5. O trabalho realizado no âmbito dos grupos e subgrupos de trabalho do Mercosul é suficiente para o avanço do processo de integração ou outras medidas são necessárias? A incorporação aos direitos nacionais tem sido satisfatória em todos os Estados membros?
PRA: Não! Existem estudos que apontam que mais da metade das normas consensualmente aprovadas (sim, pois o mecanismo decisório é baseado no veto, livre, aberto, discricionário) não são internalizadas e não entram em vigor. Existem acordos do próprio ano de fundação do Mercosul, 1991, que jamais entraram em vigor. Os grupos de trabalho podem até possuir alguma autonomia técnica, mas suas sugestões de medidas não necessariamente passarão pela primeira instância decisória, o grupo Mercado Comum, de caráter executivo. Nenhuma medida pode ser eficiente se os governos decidem não implementá-la simplesmente.

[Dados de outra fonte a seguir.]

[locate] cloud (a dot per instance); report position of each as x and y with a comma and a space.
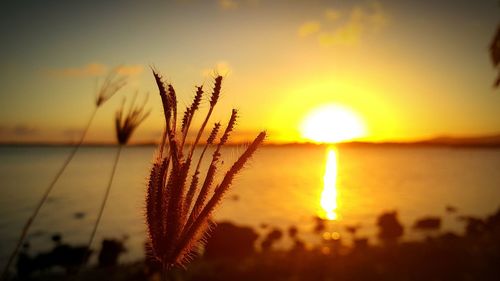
222, 67
332, 14
227, 4
309, 28
130, 70
347, 28
20, 130
94, 69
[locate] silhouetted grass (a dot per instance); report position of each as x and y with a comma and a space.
112, 84
177, 226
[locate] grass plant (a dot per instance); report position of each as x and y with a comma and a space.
111, 85
176, 226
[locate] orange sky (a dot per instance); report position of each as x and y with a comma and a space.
411, 70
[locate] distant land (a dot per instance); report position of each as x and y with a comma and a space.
447, 141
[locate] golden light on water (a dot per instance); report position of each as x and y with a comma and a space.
329, 194
331, 124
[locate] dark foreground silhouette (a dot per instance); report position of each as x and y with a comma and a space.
237, 253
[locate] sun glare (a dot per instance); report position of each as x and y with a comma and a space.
328, 199
332, 124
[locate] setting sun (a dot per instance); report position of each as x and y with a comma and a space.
331, 124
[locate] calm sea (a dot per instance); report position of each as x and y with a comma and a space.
280, 187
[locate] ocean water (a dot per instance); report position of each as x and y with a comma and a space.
280, 187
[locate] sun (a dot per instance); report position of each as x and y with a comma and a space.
331, 124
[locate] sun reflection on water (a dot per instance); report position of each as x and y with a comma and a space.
329, 194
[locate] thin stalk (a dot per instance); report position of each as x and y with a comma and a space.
45, 195
105, 199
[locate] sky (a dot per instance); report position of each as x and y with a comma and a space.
409, 70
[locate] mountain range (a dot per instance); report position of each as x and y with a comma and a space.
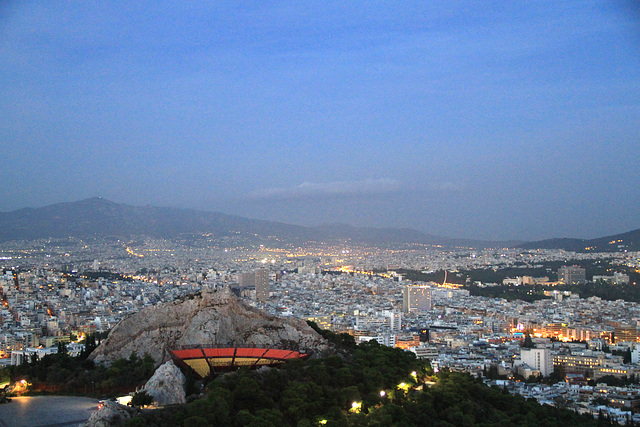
98, 216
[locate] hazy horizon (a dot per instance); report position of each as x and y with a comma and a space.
489, 121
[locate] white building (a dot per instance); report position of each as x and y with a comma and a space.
539, 359
416, 298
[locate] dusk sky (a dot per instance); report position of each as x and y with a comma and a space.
486, 119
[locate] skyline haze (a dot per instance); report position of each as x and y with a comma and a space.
487, 121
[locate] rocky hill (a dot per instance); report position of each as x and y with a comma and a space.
629, 241
207, 319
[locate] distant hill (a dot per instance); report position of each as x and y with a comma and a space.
98, 216
101, 217
626, 241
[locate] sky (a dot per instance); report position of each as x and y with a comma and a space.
472, 119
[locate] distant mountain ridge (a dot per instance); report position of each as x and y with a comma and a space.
98, 216
625, 241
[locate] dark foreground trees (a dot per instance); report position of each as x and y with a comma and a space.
345, 390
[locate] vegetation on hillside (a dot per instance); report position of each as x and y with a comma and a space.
344, 389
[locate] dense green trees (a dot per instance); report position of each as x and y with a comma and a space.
323, 391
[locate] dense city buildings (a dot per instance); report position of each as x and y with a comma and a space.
416, 298
572, 275
57, 292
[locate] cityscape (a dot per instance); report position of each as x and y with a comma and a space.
307, 214
59, 291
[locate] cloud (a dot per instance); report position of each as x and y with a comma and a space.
446, 187
331, 189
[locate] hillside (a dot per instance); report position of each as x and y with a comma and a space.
98, 216
625, 241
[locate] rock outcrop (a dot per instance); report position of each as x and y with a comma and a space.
167, 385
207, 319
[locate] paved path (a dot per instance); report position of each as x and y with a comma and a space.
46, 411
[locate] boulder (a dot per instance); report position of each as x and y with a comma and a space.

6. Diante da atual conjuntura do Mercosul, qual a opção que será adotada? Pelo aprofundamento da integração e/ou pelo alargamento do bloco? Em que medida o Brasil exerce influência por uma e/ou outra opção?
PRA: Já escrevi bastante sobre a questão, e remeto aqui ao capítulo final de um livro sobre o Mercosul de que participei, recentemente: “Perspectivas do Mercosul ao início de sua terceira década”, In: Elisa de Sousa Ribeiro (coord.), Direito do Mercosul. Curitiba: Editora Appris, 2013, 683 p.; ISBN: 974-85-8192-208-9; cap. 33, p. 661-676. De toda forma, o alargamento não é solução, na ausência de uma correção real nos problemas detectados, entre eles o descumprimento das regras básicas pelos próprios membros originais. Os novos entrantes são justamente conhecidos por pretenderem diminuir ainda mais os requerimentos impositivos do Mercosul (como a Tarifa Externa Comum, por exemplo, ou o simples requisito da abertura recíproca ou para terceiros, sob acordos negociados). Pode-se prever, assim, uma erosão ainda maior do grau de aprofundamento do bloco no seus conteúdo essencial, ou seja, comercial, e sua mutação para o palanque político de retórica vazia em torno da integração em que ele parece ter se convertido nos últimos anos. O papel do Brasil foi convergente com essa perda de expressão do conteúdo econômico do Mercosul – sua razão de ser essencial – e sua conversão nesse instrumento de retórica política em que ele se transformou desde alguns anos até a atualidade. Não parece haver intenção de fazê-lo retornar aos seus fundamentos, o que é lamentável.
7. Sociedade civil dos Estados nacionais e o Parlamento do Mercosul. Qual o papel exercido por ambos até o momento como eventuais orientadores de políticas no âmbito do Mercosul?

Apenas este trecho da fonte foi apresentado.